Dopo la Rivoluzione francese – che aveva semplicemente sostituito la sovranità del monarca assoluto con quella del popolo e, quindi, dei suoi rappresentanti – erano nate le condizioni della degenerazione della democrazia grazie alla prevalenza accordata al principio socialistico di eguaglianza di fatto, più che di fronte alla legge, come prescrive lo Stato moderno di diritto, rispetto a quello liberale di libertà.

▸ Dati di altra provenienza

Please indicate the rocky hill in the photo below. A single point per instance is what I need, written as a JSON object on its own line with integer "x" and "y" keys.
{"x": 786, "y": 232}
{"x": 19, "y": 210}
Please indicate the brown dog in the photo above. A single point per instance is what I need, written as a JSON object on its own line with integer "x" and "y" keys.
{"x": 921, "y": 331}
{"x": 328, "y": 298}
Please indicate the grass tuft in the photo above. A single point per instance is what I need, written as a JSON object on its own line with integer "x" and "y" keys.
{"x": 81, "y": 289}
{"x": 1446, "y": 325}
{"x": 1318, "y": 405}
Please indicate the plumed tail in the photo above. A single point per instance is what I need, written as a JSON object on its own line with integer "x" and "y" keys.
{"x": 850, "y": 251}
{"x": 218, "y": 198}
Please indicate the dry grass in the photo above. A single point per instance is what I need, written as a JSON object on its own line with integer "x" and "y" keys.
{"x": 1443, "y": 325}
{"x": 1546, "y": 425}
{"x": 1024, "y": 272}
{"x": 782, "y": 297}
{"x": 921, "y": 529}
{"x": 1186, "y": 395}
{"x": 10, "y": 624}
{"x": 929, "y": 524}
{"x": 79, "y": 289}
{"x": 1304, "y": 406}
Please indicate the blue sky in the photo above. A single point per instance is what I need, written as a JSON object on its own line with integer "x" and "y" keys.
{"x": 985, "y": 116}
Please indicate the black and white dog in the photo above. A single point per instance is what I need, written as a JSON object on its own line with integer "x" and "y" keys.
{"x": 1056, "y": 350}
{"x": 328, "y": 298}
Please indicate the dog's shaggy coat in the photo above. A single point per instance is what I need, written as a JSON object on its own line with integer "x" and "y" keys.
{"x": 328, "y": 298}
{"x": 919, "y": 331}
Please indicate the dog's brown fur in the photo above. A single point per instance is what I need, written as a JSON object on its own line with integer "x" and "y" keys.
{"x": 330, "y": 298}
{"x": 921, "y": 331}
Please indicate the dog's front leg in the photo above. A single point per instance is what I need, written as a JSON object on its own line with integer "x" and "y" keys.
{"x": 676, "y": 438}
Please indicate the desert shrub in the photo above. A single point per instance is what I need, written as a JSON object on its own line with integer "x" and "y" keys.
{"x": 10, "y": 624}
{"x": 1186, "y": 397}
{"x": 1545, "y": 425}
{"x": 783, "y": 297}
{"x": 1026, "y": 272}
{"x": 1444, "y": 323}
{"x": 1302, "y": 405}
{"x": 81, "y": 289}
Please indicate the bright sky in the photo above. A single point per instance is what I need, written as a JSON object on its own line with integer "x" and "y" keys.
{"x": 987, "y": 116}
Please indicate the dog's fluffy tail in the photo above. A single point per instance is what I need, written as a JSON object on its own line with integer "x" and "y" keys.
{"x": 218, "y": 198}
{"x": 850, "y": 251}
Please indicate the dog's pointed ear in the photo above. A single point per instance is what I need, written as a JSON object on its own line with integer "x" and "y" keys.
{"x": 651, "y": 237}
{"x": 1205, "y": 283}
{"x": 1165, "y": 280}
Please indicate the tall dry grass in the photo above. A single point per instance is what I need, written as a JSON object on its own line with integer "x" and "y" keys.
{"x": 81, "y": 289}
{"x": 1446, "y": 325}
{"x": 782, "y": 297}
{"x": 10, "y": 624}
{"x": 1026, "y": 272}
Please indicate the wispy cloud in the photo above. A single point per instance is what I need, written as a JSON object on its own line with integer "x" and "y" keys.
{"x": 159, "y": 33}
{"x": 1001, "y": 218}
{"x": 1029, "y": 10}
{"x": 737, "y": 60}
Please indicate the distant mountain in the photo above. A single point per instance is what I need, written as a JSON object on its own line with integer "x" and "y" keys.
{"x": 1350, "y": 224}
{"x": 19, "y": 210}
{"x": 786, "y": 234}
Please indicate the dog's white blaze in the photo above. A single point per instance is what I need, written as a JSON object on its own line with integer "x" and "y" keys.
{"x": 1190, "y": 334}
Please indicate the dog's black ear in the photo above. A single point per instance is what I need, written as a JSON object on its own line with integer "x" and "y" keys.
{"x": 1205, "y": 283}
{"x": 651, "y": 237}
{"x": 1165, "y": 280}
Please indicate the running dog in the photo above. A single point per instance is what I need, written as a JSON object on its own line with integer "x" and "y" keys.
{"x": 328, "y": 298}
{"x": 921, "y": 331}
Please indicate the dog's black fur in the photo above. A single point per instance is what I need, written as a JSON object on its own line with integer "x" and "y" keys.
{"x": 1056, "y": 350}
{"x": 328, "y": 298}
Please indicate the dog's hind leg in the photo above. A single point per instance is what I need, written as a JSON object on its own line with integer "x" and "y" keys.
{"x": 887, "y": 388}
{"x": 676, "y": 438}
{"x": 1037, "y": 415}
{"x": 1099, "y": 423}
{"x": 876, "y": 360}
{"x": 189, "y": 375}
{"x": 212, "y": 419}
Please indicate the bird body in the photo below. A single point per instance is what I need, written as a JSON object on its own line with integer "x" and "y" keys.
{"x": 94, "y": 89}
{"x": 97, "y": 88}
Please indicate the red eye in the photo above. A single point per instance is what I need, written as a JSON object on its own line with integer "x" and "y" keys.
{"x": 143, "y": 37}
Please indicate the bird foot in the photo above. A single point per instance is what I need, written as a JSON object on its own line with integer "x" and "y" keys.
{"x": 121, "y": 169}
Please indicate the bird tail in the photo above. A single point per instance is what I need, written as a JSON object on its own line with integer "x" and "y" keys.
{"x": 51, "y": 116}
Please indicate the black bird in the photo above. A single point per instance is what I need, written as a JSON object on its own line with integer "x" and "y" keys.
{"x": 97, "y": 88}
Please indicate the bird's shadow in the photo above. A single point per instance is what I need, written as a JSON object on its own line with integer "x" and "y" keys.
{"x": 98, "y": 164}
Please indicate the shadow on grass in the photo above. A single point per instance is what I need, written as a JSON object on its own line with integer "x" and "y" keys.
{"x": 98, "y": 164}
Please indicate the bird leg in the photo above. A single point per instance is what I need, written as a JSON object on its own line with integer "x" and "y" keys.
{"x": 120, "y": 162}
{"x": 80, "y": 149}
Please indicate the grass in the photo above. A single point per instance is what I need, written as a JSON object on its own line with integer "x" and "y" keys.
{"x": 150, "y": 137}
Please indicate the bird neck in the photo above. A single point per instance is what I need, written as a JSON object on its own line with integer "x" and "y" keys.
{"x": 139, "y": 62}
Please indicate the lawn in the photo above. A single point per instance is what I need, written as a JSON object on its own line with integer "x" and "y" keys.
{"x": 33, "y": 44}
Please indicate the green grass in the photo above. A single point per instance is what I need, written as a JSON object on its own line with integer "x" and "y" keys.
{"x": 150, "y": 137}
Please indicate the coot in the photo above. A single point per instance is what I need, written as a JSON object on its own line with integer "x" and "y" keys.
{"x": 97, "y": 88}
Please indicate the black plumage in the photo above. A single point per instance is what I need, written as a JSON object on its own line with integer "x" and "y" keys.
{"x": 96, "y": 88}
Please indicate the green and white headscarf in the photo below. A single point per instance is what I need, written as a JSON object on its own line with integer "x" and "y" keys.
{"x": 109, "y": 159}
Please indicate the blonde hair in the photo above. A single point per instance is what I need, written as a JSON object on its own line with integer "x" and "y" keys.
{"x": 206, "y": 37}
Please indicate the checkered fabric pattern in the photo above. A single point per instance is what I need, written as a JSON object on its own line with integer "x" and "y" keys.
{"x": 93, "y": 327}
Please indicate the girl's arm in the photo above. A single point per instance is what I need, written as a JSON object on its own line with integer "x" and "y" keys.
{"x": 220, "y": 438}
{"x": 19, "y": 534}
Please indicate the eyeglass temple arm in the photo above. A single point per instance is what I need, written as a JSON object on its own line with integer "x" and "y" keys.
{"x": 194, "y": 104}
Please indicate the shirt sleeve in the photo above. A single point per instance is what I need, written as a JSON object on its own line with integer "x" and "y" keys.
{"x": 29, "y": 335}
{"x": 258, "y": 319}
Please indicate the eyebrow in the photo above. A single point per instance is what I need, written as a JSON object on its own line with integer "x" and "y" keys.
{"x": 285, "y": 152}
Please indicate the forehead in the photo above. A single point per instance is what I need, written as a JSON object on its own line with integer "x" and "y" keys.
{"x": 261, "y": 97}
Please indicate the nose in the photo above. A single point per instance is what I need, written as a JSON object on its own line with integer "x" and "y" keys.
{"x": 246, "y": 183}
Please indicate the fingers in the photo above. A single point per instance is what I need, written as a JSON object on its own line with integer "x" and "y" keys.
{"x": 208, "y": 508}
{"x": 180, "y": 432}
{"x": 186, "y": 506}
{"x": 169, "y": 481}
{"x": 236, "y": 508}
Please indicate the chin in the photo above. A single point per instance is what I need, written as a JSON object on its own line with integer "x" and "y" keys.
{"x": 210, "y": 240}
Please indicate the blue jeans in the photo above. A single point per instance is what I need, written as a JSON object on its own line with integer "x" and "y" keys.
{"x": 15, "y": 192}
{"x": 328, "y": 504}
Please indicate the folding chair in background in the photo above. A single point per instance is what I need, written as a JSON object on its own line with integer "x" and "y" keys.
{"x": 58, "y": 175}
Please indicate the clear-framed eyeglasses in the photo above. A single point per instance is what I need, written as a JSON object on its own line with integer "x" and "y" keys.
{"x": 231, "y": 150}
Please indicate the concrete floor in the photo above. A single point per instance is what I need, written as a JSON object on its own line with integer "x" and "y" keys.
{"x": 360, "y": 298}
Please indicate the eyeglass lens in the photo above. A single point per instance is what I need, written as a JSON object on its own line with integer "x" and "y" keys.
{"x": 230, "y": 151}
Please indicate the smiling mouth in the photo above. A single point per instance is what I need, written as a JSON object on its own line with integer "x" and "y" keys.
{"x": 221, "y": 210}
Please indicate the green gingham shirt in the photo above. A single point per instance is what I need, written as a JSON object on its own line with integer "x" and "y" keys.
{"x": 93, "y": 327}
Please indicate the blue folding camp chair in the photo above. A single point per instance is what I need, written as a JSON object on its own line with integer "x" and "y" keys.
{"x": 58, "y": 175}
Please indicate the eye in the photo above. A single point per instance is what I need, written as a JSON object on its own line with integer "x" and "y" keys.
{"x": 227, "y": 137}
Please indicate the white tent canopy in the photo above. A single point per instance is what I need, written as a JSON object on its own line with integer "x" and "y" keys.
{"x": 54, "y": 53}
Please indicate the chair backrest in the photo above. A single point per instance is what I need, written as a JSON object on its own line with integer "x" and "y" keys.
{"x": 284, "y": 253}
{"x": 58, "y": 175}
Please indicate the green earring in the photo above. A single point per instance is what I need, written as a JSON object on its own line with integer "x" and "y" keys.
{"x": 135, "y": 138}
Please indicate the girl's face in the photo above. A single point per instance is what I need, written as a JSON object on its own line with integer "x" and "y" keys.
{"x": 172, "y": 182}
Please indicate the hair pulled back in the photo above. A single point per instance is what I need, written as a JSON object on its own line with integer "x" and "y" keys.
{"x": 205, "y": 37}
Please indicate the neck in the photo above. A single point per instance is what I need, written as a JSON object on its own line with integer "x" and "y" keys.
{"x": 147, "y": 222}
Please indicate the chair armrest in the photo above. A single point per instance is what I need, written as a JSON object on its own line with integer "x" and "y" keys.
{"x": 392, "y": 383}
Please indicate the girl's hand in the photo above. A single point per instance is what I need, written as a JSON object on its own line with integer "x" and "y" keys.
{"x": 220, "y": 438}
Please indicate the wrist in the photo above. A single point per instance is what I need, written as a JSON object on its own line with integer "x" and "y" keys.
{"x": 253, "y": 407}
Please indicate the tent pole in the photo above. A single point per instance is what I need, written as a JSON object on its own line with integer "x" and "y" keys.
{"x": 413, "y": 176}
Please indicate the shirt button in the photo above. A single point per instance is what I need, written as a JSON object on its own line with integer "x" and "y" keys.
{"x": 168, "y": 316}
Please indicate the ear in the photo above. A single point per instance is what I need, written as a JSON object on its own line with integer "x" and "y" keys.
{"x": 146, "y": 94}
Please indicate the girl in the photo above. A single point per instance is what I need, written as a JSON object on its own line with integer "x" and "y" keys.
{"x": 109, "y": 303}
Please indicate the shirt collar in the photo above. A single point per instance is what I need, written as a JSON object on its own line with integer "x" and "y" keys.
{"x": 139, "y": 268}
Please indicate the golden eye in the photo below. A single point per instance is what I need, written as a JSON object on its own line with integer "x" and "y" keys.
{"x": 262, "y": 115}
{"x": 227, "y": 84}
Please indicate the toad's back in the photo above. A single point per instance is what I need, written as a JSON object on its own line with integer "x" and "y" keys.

La decisione del governo Monti di non indicizzare le pensioni maggiori era già stata un’arbitraria violazione del contratto sulla base delle condizioni finanziarie della Pubblica amministrazione, che sono diventate in tal modo prioritarie rispetto ai diritti dei cittadini.
I governi Letta e Renzi l’hanno successivamente adottata e applicata, fingendo di ignorare che la pensione non è una forma di carità pubblica erogata dallo Stato o, meglio, dal governo, secondo criteri soggettivi, ma un diritto maturato in ossequio a un contratto stipulato fra i cittadini e lo Stato che non ammette deroghe.
La cancellazione dell’indicizzazione delle pensioni è ora stata condannata dalla Corte costituzionale, la cui sentenza dovrebbe essere applicata nei confronti di tutti i pensionati secondo i termini stessi del contratto, ovvero dopo un certo numero di anni lavorativi durante i quali il lavoratore e il suo datore di lavoro versano i contributi che daranno vita al trattamento pensionistico.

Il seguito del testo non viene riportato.